As real as it gets? God, I hope not

Greg Jerrett

Thank god for a new season of “The Real World.” I was beginning to worry I would have to start looking around in the real, real world for a new set of highly enlightened, awesomely complex, shallow exhibitionist 18-to-24 year-olds to hang out with. God knows there aren’t many self-centered, emotionally fragile, hipper-than-thou, professional-victim pre-adults in the United States.

Finding emotionally immature, soul-sucking sponges who think they know all about life is like trying to find water in the ocean.

I have a love-hate thing going on with that show. I hate 90 percent of the freaks on it and get way too wrapped up in the lives of the other 10 percent I find myself identifying with against my will.

I will be the first to admit it that when the first “Real World” aired, I thought it was a pretty cool idea: seven very different people living together and learning from each other. Political correctness was all the rage, so the premise really seemed to hinge on conflicting characters who might argue a lot about meaningful subjects and end up learning something important. Who knew what would happen when they started “being real.”

Unfortunately, what passes for real these days is as up for grabs as what passes for a good taco. “Real” seems to come down to who can pose the coolest, use the most meaningless psuedo-spiritual terms in the shortest time without laughing or getting naked in the hot tub.

How many times can we actually watch the same scene where the new guy or girl shows up and comes out to the house? You know somebody is going to be gay; it just stands to reason. There is going to be at least one black man or woman, one homosexual and one small-minded redneck. Of course, you can substitute a cloistered, middle-class prude so long as they might take a beating for being racist or homophobic at some point during the season and be portrayed at the end of the season as having grown the most.

These half-assed Buddha wannabes wouldn’t know real spiritual development if it kissed them on the Kundalini while singing tunes from “Jesus Christ Superstar” and doing a rain dance.

The only thing more annoying than the ones who think that because they screw around a lot, take nothing seriously and are about as responsible as crack-addicted 2-year-olds that they are enlightened are the ones who allow themselves to come off as backwards as Barney Fife in a Drag Club. Do you HAVE television at home, Gomer?
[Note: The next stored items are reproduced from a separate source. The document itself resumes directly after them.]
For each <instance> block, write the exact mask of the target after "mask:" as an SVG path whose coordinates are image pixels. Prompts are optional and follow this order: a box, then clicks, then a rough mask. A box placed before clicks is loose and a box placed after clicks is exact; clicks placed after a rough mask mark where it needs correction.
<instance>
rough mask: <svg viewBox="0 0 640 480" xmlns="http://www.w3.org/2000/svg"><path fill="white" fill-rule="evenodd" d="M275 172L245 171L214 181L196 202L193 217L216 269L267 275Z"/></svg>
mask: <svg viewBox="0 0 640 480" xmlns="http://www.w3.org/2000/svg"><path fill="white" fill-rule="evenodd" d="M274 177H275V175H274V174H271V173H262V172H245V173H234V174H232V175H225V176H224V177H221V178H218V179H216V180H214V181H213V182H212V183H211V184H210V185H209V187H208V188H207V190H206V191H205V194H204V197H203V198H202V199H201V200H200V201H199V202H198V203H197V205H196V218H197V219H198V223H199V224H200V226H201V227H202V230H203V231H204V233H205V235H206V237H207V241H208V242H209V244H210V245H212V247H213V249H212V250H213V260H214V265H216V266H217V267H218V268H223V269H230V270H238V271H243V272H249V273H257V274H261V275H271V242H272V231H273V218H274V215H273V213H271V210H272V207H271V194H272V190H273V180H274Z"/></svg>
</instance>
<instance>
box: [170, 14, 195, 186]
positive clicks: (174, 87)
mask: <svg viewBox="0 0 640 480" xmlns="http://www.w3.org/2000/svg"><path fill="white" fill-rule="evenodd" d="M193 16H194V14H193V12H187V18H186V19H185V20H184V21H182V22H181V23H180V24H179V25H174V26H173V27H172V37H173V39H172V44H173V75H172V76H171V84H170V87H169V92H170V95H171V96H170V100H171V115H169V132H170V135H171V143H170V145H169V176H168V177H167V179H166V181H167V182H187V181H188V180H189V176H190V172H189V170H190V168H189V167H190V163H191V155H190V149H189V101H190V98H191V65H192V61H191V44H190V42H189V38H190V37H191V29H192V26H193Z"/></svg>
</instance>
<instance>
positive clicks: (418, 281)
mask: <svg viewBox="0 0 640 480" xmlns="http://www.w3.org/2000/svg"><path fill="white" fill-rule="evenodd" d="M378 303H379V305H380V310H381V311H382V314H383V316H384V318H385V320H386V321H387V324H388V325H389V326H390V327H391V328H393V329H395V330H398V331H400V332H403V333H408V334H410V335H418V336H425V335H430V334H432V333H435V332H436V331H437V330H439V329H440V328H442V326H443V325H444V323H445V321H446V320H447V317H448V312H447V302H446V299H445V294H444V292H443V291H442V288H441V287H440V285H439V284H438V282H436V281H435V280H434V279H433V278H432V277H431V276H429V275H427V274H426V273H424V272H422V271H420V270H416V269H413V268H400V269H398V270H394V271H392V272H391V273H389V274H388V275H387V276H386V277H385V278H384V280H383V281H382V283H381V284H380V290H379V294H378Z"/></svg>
Then you should know better than to say “colored folks” and not get a lecture.

If you move into one of these “Real World” houses and are actually surprised that one of your roommates is gay, you should be shot from a cannon into a low-earth orbit where your carcass can circle the earth for a year before re-entering our atmosphere in flames leaving the stench of burning hayseed across the sky like a giant skidmark.
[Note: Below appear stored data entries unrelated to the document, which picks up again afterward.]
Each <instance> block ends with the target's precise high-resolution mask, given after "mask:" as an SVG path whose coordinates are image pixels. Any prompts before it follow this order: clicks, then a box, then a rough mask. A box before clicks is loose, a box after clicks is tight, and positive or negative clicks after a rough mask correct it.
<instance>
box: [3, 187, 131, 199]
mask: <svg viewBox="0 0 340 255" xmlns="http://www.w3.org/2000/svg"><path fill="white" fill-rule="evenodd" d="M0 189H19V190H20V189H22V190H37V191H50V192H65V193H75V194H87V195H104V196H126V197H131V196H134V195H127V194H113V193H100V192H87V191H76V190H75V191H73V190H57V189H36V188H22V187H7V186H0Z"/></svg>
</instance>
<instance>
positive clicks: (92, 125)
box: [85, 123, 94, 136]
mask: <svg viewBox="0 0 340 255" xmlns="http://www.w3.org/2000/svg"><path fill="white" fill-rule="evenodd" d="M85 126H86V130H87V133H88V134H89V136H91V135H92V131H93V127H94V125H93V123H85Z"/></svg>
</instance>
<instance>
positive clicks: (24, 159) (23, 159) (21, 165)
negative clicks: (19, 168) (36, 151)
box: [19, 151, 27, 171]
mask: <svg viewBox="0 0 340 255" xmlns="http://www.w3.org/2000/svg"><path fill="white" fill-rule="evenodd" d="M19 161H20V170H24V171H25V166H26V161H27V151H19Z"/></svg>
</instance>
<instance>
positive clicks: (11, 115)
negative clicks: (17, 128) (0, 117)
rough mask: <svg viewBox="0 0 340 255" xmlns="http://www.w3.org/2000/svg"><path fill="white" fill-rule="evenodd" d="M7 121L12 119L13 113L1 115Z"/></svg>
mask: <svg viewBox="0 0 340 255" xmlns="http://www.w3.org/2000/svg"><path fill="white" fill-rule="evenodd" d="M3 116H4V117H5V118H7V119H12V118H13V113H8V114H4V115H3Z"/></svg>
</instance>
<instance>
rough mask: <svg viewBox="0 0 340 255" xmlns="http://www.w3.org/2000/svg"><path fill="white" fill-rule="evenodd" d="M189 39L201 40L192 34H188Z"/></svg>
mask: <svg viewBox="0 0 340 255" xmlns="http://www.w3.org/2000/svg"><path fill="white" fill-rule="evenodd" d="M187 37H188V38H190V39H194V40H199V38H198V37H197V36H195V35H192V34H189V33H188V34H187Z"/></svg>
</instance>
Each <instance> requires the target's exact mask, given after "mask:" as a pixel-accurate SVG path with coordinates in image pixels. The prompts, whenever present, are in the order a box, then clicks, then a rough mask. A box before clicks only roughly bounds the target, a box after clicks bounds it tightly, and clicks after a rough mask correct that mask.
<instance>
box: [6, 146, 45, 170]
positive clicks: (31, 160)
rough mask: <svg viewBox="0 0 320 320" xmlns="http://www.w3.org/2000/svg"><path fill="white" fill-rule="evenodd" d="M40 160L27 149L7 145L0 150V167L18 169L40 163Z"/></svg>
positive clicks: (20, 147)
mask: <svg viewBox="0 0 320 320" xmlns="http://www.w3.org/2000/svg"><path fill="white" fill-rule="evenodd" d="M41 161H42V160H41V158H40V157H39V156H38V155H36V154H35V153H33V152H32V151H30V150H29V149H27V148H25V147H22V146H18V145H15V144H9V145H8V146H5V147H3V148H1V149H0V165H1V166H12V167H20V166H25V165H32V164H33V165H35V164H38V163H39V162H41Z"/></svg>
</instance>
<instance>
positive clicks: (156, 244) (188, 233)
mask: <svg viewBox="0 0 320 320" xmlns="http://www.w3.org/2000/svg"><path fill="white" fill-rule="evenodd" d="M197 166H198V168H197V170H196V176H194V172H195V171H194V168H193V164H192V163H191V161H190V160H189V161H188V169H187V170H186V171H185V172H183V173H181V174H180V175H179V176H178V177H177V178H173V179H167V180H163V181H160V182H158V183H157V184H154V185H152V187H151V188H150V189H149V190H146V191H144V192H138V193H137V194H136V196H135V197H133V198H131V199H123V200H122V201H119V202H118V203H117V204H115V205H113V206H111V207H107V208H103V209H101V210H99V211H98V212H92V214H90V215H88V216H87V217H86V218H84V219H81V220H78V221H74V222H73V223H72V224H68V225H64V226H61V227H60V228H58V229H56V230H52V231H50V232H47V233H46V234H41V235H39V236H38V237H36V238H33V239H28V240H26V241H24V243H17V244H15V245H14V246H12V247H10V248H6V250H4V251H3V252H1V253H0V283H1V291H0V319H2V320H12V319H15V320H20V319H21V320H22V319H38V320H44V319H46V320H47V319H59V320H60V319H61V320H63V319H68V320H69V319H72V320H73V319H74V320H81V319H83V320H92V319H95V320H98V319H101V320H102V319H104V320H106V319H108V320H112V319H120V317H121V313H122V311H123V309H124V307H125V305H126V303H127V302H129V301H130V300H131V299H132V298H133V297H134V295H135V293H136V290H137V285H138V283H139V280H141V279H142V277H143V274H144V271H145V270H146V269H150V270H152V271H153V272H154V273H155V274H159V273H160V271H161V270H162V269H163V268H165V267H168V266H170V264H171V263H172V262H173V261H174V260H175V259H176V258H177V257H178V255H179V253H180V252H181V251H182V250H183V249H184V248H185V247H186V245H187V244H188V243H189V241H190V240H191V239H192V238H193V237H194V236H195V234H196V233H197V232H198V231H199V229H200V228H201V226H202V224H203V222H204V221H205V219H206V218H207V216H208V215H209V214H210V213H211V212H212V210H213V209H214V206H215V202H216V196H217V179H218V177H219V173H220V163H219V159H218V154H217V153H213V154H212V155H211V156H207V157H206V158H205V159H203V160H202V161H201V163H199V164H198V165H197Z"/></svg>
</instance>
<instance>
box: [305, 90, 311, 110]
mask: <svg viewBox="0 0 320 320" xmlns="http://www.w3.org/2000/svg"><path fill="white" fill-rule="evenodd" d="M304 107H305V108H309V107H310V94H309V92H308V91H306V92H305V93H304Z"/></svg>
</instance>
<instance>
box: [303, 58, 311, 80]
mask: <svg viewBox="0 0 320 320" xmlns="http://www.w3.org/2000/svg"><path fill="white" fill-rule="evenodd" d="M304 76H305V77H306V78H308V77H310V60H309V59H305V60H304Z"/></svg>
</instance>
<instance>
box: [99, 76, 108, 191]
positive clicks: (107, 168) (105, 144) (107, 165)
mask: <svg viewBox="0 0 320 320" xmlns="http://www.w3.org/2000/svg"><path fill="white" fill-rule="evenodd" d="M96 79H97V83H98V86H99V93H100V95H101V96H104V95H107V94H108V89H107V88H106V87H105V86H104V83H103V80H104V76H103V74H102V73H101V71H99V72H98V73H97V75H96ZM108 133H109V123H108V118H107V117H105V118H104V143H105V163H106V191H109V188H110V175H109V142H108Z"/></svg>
But the biggest problem I see with the show is that even though it sucks, the episodes just aren’t long enough. You get a half hour episode with 10 minutes of commercials per week so the anticipation is far greater than the satisfaction. After Los Angeles, I just stopped bothering, until one day …

MTV must have gotten hip to the fact that nobody really gives a damn what they put on their network so long as it looks cool in the background at a party and that is when the marathons began.

I have to tell you, the problems of a bunch of spoiled, diverse posers become a lot more interesting when you get that immediate follow-up to all the little fights about who is a bigot, who ate the last Yoplait or who had anonymous sex with the stripper on the pool table and didn’t clean up the mess.

I don’t need to wait a week to see if Amaya and Colin are still fighting because Justin is playing his little “Dangerous Liaisons” style games. I want closer, dammit.

I catch two episodes in a row accidentally and you might as well throw away the remote because I am there for the duration.

Even though I detest these phonies, I get obsessed with watching them. Imagine how much more interesting it would be if they did something with their lives besides lay around those houses complaining how somebody’s Lyme disease is making everyone uncomfortable and wondering if that makes them a bad person.

How interesting would mine be?


Greg Jerrett is a graduate student in English from Council Bluffs. He is opinion editor of the Daily.